Strictures due to choledocholithiasis are also rare. The presumed mechanism is erosion of the

epithelium of the distal duct, creating inflammation with subsequent fibrosis and stricture. Because of

the anatomic tapering of the common bile duct, nearly all stones are entrapped in the intrapancreatic

portion of the duct and are often difficult to remove by the supraduodenal route.

Excessive intraoperative manipulation at the time of bile duct exploration with forceps, scoops, and

catheters can often create additional trauma to an already friable distal duct. After the stone has been

removed, the distal bile duct should be gently sized with a soft rubber catheter to be sure that no

stricture exists. If a stricture persists after stone removal, it may not be recognized until the time of

postoperative T-tube cholangiography. If recognized in the postoperative period, time should be

allowed for resolution of inflammation before considering stricture repair. If a distal bile duct stricture

does persist, a biliary-enteric anastomosis with either Roux-en-Y choledochojejunostomy or a

choledochoduodenostomy is indicated. If the proximal duct is adequately dilated (>2 cm in diameter)
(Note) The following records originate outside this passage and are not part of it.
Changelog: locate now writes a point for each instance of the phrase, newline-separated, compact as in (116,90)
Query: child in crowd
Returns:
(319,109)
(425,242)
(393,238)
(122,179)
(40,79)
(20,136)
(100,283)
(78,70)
to allow a large choledochoduodenal anastomosis, this procedure is usually preferable because of its

technical ease and excellent results.

Stenosis of the sphincter of Oddi, or papillitis, is a benign intrinsic obstruction of the outlet of the

common bile duct, usually associated with inflammation, fibrosis, or muscular hypertrophy. Sphincter

stenosis can result in any of three clinical conditions: (a) common bile duct obstruction due to fibrotic

stenosis of the papilla, (b) recurrent pancreatitis, or (c) recurrent right upper quadrant pain without

jaundice or pancreatitis. The pathogenesis of the inflammation of sphincter stenosis is unclear. In many

cases, it is thought to result from the trauma of the passage of multiple small stones from the common

duct through the ampulla. This trauma results in inflammation, scarring, and stricture formation. Many

patients with papillary stenosis have no gallstones. Other potential mechanisms include primary

sphincter motility disorders and congenital anomalies. The clinical presentation is usually either

jaundice or cholangitis. In some cases, an impacted common bile duct stone may be present. The

diagnosis can be supported with either PTC or ERC. This condition can be managed by sphincterotomy

performed either endoscopically or operatively. If a cholecystectomy was performed previously,

endoscopic papillotomy is the initial procedure of choice.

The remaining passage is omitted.